In [None]:
import numpy as np
import pandas as pd

# Combine Data

When we have two datasets that need to be combined for analysis, we use Pandas' `concatenate` and `merge` functions.

Let's explore these functions using several long form air quality datasets

In [None]:
# Load dataset
air_quality_no2 = pd.read_csv("https://raw.githubusercontent.com/pandas-dev/pandas/master/doc/data/air_quality_no2_long.csv",
                              parse_dates=True)
# Select columns
air_quality_no2 = air_quality_no2[["date.utc", "location",
                                   "parameter", "value"]]

air_quality_no2.head()                            

In [None]:
# Load dataset
air_quality_pm25 = pd.read_csv("https://raw.githubusercontent.com/pandas-dev/pandas/master/doc/data/air_quality_pm25_long.csv",
                              parse_dates=True)
# Select columns
air_quality_pm25 = air_quality_pm25[["date.utc", "location",
                                   "parameter", "value"]]

air_quality_pm25.head()   

In [None]:
# Load station coordinate dataset
stations_coord = pd.read_csv("https://raw.githubusercontent.com/pandas-dev/pandas/master/doc/data/air_quality_stations.csv")

stations_coord.head()

In [None]:
# Load parameter dataset
air_quality_parameters  = pd.read_csv("https://raw.githubusercontent.com/pandas-dev/pandas/master/doc/data/air_quality_parameters.csv")

air_quality_parameters

# Concatenate Dataframes

![Concatenate](https://drive.google.com/uc?id=1Led65VvuJgnGDMKlHoAh7QRADz0Nw96X)

We can use `concat()` to combine our two air quality datasets into a single Dataframe.

In [None]:
air_quality = pd.concat([air_quality_pm25, air_quality_no2], axis=0).sort_index()

air_quality.head()

We chose to concatenate over `axis=0`, so the rows wer combined. We also notice that the original indexes are retained.

We can verify that all rows were combined by looking at the shape of the original dataframes versus the new dataframe:

In [None]:
air_quality_pm25.shape

In [None]:
air_quality_no2.shape

In [None]:
air_quality.shape

If we wish to reset the index so that they are not duplicated, we can do so with `reset_index()`.

In [None]:
# Reset the index, retaining the old index
air_quality.reset_index()

Note that the original indicies are still contained in the dataframe. If we don't need to keep them, we can drop them by setting `drop=True`.

In [None]:
# Reset the index, dropping the old index
air_quality = air_quality.reset_index(drop=True)

air_quality.head()

# Merge

![Merge Left](https://drive.google.com/uc?id=1-u_RoscsfLWuRWDe8YYxrdvvv3TLgUQ7)
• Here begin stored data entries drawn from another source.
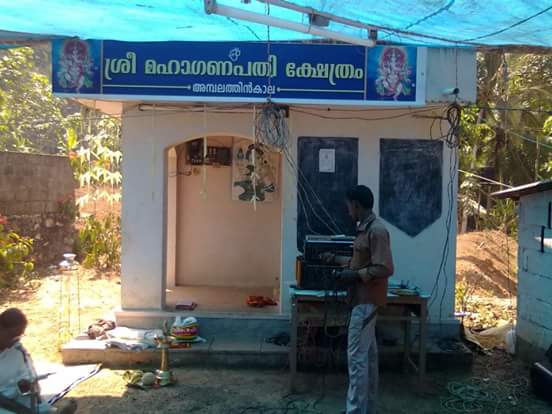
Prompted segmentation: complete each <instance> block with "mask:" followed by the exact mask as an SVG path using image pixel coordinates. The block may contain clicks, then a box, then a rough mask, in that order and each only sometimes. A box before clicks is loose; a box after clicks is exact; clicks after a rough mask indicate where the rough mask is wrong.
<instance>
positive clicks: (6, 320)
mask: <svg viewBox="0 0 552 414" xmlns="http://www.w3.org/2000/svg"><path fill="white" fill-rule="evenodd" d="M0 327H2V328H4V329H21V328H23V329H24V328H26V327H27V317H26V316H25V314H24V313H23V312H22V311H21V310H20V309H17V308H9V309H6V310H5V311H4V312H2V313H0Z"/></svg>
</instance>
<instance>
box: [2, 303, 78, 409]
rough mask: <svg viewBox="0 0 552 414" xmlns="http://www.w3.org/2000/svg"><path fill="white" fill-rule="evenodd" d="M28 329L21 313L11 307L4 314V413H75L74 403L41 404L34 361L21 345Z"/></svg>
mask: <svg viewBox="0 0 552 414" xmlns="http://www.w3.org/2000/svg"><path fill="white" fill-rule="evenodd" d="M26 328H27V318H26V316H25V314H24V313H23V312H22V311H21V310H19V309H16V308H11V309H7V310H5V311H4V312H2V313H1V314H0V367H1V369H0V414H7V413H17V414H19V413H23V414H27V413H33V414H34V413H58V414H71V413H74V412H75V411H76V404H75V402H74V401H69V402H68V404H66V406H65V407H60V408H55V407H52V406H51V405H49V404H47V403H45V402H42V401H41V399H40V389H39V387H38V382H37V375H36V371H35V369H34V366H33V361H32V359H31V357H30V355H29V353H28V352H27V351H26V350H25V348H24V347H23V345H21V343H20V342H19V339H20V338H21V336H23V334H24V333H25V329H26ZM31 392H32V393H34V395H35V401H34V402H33V398H32V396H31V394H32V393H31ZM33 404H36V405H34V407H31V406H32V405H33Z"/></svg>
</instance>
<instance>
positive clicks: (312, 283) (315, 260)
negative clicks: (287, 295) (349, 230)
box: [295, 235, 355, 289]
mask: <svg viewBox="0 0 552 414" xmlns="http://www.w3.org/2000/svg"><path fill="white" fill-rule="evenodd" d="M354 240H355V239H354V237H348V236H313V235H308V236H306V237H305V242H304V245H303V255H302V256H299V257H297V261H296V268H295V276H296V280H297V288H298V289H328V288H330V287H331V286H332V283H331V278H332V273H333V272H334V271H336V270H340V269H341V268H342V267H341V266H336V265H328V264H325V263H324V262H322V260H321V258H320V256H321V255H322V254H323V253H332V254H334V255H336V256H352V255H353V243H354Z"/></svg>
`merge()` enables us to combine two dataframes with a common identifier.

We already combined our two datasets into the new **air_quality** dataframe, but we have a more dataframes to combine.
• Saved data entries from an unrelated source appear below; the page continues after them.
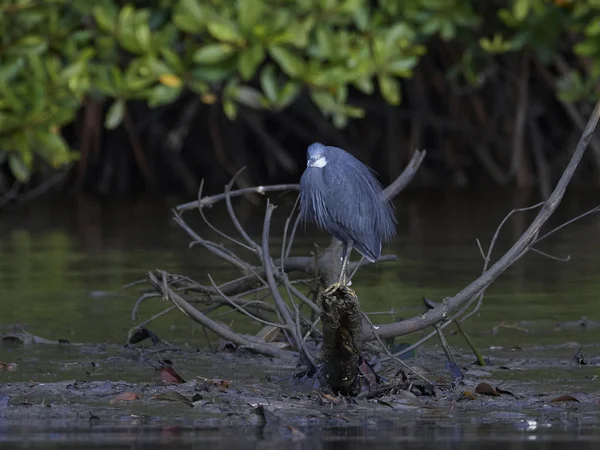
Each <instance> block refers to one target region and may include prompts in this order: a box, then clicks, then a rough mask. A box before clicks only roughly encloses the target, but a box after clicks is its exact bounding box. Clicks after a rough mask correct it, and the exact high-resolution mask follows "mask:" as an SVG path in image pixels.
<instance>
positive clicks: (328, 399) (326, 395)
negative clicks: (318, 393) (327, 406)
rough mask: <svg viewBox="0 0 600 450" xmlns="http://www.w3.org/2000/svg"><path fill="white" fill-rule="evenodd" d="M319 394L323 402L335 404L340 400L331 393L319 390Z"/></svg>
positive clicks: (331, 403) (340, 400) (339, 400)
mask: <svg viewBox="0 0 600 450" xmlns="http://www.w3.org/2000/svg"><path fill="white" fill-rule="evenodd" d="M319 396H320V397H321V401H322V402H323V403H331V404H334V405H337V404H338V403H339V402H340V401H341V398H339V397H334V396H333V395H329V394H326V393H324V392H319Z"/></svg>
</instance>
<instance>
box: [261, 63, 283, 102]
mask: <svg viewBox="0 0 600 450" xmlns="http://www.w3.org/2000/svg"><path fill="white" fill-rule="evenodd" d="M276 71H277V69H276V68H275V66H274V65H273V64H269V65H267V66H266V67H265V68H264V69H263V70H262V72H261V73H260V87H261V88H262V90H263V92H264V93H265V95H266V96H267V99H268V100H269V101H270V102H272V103H276V102H277V97H278V94H277V91H278V90H279V88H278V86H277V72H276Z"/></svg>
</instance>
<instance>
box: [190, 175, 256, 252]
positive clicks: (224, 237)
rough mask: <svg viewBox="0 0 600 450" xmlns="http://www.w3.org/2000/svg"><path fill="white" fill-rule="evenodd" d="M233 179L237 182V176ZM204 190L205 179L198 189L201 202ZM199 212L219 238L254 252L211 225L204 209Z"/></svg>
mask: <svg viewBox="0 0 600 450" xmlns="http://www.w3.org/2000/svg"><path fill="white" fill-rule="evenodd" d="M242 170H243V169H241V170H240V171H239V172H238V173H237V174H236V175H238V174H239V173H240V172H241V171H242ZM233 179H234V180H235V176H234V178H233ZM203 188H204V179H202V181H200V188H198V200H200V199H201V198H202V190H203ZM225 192H227V191H225ZM198 212H199V213H200V217H202V220H204V223H205V224H207V225H208V226H209V227H210V229H211V230H213V231H214V232H215V233H217V234H218V235H219V236H222V237H224V238H225V239H227V240H228V241H231V242H233V243H234V244H237V245H239V246H240V247H242V248H245V249H246V250H250V251H253V249H252V248H251V247H248V246H247V245H246V244H244V243H243V242H240V241H238V240H237V239H235V238H233V237H231V236H229V235H228V234H227V233H224V232H222V231H221V230H219V229H218V228H217V227H215V226H214V225H213V224H212V223H210V221H209V220H208V218H207V217H206V214H204V209H203V208H198Z"/></svg>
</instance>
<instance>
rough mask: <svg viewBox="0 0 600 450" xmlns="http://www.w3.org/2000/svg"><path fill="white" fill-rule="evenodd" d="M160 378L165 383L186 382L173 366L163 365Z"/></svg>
mask: <svg viewBox="0 0 600 450" xmlns="http://www.w3.org/2000/svg"><path fill="white" fill-rule="evenodd" d="M160 379H161V380H162V382H163V383H176V384H181V383H185V380H184V379H183V378H181V377H180V376H179V374H178V373H177V372H175V370H173V369H172V368H171V367H163V368H162V369H160Z"/></svg>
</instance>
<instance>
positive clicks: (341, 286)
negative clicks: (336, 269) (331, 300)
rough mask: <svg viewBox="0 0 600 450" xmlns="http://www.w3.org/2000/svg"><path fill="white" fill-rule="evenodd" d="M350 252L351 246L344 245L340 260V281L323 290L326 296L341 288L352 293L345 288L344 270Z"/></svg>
mask: <svg viewBox="0 0 600 450" xmlns="http://www.w3.org/2000/svg"><path fill="white" fill-rule="evenodd" d="M351 252H352V244H345V245H344V257H343V259H342V272H341V273H340V279H339V281H338V282H337V283H333V284H332V285H331V286H329V287H328V288H327V289H326V290H325V293H326V294H330V293H332V292H334V291H336V290H337V289H339V288H340V287H342V286H343V287H345V288H346V289H348V290H349V291H351V292H352V293H354V291H352V289H350V288H348V286H346V269H347V267H348V261H349V260H350V253H351Z"/></svg>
Let's start with the station coordinate dataframe and remind ourselves what the data looks like:

In [None]:
air_quality.head()

In [None]:
stations_coord.head()

We would like to have both the measurements and station coordinates in the same table. Because both tables contain a **location** column, we combine our data on that key. 

In [None]:
air_quality = pd.merge(air_quality, stations_coord,
                        how='left', on='location')

air_quality.head()

Notice that we have our same **air quality** dataframe with two additional columns. 

Now let's combine the last dataset:

In [None]:
air_quality_parameters

The **air_quality_parameters** dataframe contains a description and name for each parameter id. But notice that it doesn't have any column names in common with our **air_quality** dataframe.
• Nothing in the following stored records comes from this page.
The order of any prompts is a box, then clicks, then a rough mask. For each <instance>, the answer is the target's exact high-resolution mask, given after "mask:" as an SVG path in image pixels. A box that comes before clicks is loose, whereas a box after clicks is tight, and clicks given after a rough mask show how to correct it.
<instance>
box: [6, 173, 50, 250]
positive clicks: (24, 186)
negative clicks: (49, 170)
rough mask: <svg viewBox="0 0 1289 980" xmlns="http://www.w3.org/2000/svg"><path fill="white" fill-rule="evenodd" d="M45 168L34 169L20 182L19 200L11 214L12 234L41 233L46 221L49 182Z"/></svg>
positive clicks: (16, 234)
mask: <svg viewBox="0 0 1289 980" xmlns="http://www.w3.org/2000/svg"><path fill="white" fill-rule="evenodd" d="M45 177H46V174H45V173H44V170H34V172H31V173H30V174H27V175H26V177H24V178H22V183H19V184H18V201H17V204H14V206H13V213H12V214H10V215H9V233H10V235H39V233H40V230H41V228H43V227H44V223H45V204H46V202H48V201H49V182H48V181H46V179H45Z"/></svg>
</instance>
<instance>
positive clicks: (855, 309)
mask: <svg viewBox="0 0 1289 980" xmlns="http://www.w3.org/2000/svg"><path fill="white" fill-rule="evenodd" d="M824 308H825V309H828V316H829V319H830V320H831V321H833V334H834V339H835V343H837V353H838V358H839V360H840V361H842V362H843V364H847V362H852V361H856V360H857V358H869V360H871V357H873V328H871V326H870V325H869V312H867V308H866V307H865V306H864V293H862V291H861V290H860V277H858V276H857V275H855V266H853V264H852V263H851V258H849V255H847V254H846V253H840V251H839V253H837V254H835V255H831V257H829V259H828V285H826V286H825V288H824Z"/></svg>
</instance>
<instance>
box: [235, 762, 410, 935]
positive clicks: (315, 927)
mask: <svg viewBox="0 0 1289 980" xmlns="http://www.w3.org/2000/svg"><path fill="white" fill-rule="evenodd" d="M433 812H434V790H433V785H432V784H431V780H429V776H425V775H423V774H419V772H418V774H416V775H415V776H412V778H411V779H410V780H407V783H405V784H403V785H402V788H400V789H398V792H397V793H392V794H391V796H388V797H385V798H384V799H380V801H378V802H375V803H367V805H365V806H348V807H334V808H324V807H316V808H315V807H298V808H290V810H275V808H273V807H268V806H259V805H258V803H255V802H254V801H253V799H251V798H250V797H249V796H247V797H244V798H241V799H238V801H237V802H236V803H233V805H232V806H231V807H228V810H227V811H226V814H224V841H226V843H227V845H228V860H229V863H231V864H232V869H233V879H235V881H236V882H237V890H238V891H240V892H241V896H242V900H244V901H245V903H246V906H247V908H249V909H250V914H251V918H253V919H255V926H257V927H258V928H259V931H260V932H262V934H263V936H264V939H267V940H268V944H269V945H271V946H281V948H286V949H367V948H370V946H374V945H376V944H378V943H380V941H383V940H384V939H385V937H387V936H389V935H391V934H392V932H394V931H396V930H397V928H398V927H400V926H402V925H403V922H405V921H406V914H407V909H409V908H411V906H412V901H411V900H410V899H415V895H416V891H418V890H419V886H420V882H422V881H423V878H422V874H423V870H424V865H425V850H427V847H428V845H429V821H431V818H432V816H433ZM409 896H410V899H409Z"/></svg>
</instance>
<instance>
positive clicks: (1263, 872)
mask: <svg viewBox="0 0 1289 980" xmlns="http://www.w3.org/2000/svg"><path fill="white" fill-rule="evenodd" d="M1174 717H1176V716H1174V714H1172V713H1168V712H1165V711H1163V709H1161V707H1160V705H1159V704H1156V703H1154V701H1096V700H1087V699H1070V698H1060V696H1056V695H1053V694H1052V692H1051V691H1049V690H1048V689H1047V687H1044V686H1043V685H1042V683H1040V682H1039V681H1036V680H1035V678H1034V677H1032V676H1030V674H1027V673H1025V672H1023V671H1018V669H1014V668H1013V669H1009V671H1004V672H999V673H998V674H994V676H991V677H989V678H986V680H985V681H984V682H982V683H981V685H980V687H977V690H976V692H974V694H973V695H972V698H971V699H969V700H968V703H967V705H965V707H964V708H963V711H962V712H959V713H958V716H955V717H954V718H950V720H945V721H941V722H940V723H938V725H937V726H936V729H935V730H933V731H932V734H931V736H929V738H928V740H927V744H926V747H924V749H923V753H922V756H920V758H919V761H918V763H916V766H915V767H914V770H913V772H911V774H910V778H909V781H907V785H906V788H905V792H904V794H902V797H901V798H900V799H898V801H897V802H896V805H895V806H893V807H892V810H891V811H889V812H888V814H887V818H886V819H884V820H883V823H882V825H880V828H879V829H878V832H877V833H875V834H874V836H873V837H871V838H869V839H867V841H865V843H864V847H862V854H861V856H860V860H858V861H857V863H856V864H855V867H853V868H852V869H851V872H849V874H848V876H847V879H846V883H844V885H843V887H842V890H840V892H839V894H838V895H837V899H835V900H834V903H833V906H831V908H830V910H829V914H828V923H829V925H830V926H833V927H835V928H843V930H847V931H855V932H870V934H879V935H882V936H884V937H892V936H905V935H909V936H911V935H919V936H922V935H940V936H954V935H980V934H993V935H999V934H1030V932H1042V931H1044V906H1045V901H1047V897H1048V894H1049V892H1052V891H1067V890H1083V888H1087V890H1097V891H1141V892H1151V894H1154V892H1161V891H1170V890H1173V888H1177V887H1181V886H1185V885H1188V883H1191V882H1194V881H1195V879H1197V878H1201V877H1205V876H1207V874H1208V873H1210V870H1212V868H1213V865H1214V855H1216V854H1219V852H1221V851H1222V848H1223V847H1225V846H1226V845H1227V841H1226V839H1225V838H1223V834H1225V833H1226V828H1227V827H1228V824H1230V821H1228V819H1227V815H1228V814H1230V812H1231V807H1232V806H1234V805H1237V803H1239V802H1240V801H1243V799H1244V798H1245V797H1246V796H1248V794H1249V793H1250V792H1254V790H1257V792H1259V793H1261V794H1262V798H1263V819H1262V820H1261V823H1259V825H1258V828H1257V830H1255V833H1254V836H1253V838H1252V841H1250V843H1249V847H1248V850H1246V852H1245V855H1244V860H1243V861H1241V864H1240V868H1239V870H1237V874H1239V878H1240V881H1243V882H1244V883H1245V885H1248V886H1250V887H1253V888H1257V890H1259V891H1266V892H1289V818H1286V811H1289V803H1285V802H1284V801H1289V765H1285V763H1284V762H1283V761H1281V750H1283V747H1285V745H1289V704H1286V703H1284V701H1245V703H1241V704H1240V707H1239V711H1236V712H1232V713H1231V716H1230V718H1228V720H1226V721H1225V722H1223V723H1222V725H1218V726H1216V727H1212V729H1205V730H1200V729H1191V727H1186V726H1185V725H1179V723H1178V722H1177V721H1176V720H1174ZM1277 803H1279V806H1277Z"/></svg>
Notice that the **parameter** column in the **air_quality** dataframe matches the **id** column in the **air_quality_parameters** dataframe.

Using this informatino, we can still merge the two dataframes by setting additional parameters `left_on` and `right_on`.

In [None]:
air_quality = pd.merge(air_quality, air_quality_parameters,
                       how='left', left_on='parameter', right_on='id')

air_quality.head()

We have now combined all four of our original datasets into a single Pandas Dataframe!

# Summary

- Multiple tables can be concatenated both column as row wise using the `concat` function.
- For database-like merging/joining of tables, use the `merge` function.